Le système que je viens de décrire peut être nommé contrôle incident. Mais ce n’est pas le seul système de contrôle en Allemagne. A côté du contrôle incident, il existe déjà, depuis la loi de 1976, une autre voie, à savoir l’action en cessation ou l’action collective des groupements. Cette action était une innovation de la loi de 1976. Aujourd’hui, elle est réglée dans une loi spéciale, la loi sur les actions en cessation de 2001, qui regroupe des dispositions sur différentes actions en cessation en matière de droit de la consommation et du droit économique et que transpose également la directive 98/27. A côté du contrôle incident et de l’action en cessation, on pourrait encore imaginer une troisième voie, l’action en concurrence déloyale.
Quelles sont les expériences avec le modèle allemand que je viens de décrire ?
Sur la réponse, il n’y a pas unanimité totale. Certes, le système n’a pas totalement pu éliminer des clauses abusives dans des CGA. Mais les CGA dans les grands secteurs transparents ont été « purifiées ».
Il y a des milliers de décisions jurisprudentielles sur les clauses abusives, cela veut dire que le contrôle fonctionne. La jurisprudence est extrêmement détaillée, elle porte sur tous les contrats et sur tous les genres de clauses.
Le système fonctionne et protège le consommateur. La voie de l’action en cessation a été créée afin d’assurer un contrôle préventif, en dehors du contrôle incident. Et il joue un rôle important. Il y a eu pas mal d’actions, mais il y a aussi des plaintes car les associations de consommateurs n’ont pas de moyens financiers suffisants. La loi de 1976 prévoyait dans son article 20 que de telles décisions étaient inscrites et publiées dans un registre tenu par l’Office fédéral de la concurrence.
Avec la modernisation du droit des obligations et la création de la loi spéciale sur les actions en cessation, le législateur de 2001 a aboli ce registre (cf. article 16 alinéa 2 UKlaG) parce qu’il ne serait plus nécessaire! Pour une évaluation solide à l’échelle européenne, il faudrait faire une grosse recherche comparative : Quelle est la réalité du contrat de location de bicyclette, de déménagement, d’entraînement au studio fitness etc. en Allemagne et dans les États membres B, C, D, E et F…?
Ceci évoque le motif européen. La directive 93/13 a ses mérites.
Tenant compte du projet de directive d’octobre 2008, il faut se pencher sur les listes noires et grises des articles 34 et 35 avec les annexes II et III. Selon l’expérience allemande, de telles listes sont utiles mais la clause générale est extrêmement importante et ne doit jamais être oubliée. C’est aussi l’approche de la directive dans son article 3 et également du projet de directive dans son article 32.

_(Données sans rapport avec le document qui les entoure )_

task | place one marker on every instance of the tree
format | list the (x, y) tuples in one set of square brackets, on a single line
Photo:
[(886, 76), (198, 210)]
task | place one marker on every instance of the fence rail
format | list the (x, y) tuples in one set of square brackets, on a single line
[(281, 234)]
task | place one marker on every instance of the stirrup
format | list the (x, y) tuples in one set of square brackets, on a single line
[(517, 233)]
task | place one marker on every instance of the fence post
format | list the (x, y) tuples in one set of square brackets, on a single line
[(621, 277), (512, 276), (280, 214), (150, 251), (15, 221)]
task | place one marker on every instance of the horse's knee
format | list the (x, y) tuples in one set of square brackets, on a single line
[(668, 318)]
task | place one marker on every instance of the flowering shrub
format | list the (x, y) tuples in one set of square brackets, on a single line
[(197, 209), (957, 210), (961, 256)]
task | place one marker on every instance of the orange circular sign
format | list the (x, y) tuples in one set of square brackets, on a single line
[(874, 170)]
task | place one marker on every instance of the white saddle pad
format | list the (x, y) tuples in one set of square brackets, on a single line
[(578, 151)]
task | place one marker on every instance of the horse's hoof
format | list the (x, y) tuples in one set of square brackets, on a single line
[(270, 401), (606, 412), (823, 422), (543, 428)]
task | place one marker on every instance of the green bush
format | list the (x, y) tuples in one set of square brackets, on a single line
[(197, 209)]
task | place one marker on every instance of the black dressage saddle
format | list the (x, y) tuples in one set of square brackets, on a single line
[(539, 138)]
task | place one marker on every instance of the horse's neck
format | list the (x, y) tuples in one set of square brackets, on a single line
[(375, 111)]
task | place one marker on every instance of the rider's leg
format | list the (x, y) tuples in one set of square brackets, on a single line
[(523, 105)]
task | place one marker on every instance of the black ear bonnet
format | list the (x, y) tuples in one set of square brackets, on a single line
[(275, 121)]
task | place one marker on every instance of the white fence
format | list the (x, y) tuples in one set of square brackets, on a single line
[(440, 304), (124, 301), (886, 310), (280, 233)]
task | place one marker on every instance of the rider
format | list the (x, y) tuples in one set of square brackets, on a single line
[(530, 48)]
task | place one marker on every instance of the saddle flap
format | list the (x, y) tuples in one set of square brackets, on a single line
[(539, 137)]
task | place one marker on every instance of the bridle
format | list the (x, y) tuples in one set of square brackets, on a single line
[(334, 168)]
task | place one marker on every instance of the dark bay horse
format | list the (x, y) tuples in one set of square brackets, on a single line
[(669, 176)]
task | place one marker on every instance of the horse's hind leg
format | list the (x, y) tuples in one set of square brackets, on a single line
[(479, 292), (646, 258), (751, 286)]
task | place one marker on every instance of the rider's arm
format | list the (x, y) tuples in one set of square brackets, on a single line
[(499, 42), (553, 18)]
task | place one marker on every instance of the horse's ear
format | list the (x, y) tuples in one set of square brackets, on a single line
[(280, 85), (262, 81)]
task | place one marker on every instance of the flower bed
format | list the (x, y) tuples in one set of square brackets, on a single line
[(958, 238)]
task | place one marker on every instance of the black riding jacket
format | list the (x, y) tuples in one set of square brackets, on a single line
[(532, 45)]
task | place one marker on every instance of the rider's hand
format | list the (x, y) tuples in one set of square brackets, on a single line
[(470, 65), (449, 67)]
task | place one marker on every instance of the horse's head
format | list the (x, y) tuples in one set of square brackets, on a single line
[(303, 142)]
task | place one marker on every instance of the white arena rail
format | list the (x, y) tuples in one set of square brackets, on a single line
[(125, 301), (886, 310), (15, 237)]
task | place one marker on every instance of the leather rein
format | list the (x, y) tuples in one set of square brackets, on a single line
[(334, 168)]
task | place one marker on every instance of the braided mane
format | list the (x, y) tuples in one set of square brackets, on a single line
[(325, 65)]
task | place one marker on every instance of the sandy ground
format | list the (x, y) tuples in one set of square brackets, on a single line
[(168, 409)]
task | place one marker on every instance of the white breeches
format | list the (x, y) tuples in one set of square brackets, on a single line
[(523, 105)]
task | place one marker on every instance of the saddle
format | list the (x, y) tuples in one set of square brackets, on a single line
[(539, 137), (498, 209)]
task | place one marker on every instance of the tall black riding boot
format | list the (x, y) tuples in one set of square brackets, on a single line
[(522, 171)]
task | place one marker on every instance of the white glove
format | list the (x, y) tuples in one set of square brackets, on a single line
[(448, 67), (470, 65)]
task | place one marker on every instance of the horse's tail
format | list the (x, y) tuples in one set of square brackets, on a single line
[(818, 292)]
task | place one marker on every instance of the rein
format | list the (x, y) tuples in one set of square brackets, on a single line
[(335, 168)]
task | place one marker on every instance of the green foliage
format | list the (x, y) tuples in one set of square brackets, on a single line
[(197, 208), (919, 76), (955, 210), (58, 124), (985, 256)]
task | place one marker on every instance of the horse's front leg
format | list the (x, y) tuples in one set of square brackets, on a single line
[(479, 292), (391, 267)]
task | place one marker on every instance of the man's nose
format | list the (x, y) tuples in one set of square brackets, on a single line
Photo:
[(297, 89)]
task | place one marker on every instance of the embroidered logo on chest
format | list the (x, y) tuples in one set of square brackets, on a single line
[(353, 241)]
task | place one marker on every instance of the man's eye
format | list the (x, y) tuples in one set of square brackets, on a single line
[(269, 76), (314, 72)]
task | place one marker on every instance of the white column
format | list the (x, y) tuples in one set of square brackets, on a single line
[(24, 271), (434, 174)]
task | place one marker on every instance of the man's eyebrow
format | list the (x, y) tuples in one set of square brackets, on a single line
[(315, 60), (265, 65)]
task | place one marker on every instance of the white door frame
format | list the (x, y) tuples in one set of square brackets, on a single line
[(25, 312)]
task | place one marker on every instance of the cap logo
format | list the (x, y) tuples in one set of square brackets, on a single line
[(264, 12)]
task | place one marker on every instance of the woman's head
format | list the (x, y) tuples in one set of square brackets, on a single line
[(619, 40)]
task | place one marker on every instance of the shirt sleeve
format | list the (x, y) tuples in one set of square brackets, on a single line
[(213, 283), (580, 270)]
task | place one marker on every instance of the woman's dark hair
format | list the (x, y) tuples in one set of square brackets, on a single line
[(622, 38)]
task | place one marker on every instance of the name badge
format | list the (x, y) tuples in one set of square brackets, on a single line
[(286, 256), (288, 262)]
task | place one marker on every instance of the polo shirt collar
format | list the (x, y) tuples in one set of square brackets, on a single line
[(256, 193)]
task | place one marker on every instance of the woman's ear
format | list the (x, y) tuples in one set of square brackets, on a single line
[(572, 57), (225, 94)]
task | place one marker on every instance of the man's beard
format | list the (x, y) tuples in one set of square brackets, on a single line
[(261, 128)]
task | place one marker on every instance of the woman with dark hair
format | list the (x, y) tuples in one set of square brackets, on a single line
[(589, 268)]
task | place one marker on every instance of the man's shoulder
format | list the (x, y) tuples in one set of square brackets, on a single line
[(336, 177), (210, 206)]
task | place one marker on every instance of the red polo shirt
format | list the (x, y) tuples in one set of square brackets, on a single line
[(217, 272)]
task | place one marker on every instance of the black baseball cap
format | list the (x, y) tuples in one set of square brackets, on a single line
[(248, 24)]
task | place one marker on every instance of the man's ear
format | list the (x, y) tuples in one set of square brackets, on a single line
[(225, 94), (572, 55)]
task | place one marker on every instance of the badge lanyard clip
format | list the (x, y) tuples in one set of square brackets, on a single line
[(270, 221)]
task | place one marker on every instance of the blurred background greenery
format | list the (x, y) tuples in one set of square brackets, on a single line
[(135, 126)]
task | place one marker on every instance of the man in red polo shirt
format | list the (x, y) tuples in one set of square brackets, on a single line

Mais le projet dit dans les phrases 2 des articles 34 et 35 que les listes ne peuvent être modifiées que par le processus prévu, donc par le législateur national. Mais pourquoi ne pas permettre au législateur national d’ajouter, en application de l’idée de la clause générale, telle ou telle clause spécifique à la liste ? Cela ajouterait à la protection du consommateur, à la sécurité juridique et enfin à l’effet utile de la directive.
En plus, la révision des listes par un Comité paraît douteux. Il faudrait des études comparatives sur les différents types de contrats dans les droits des États membres.
Je suis heureux et très reconnaissant que le 30ième anniversaire de la CCA soit une si belle étape dans cette voie à poursuivre en Europe pour protéger le consommateur contre les clauses abusives.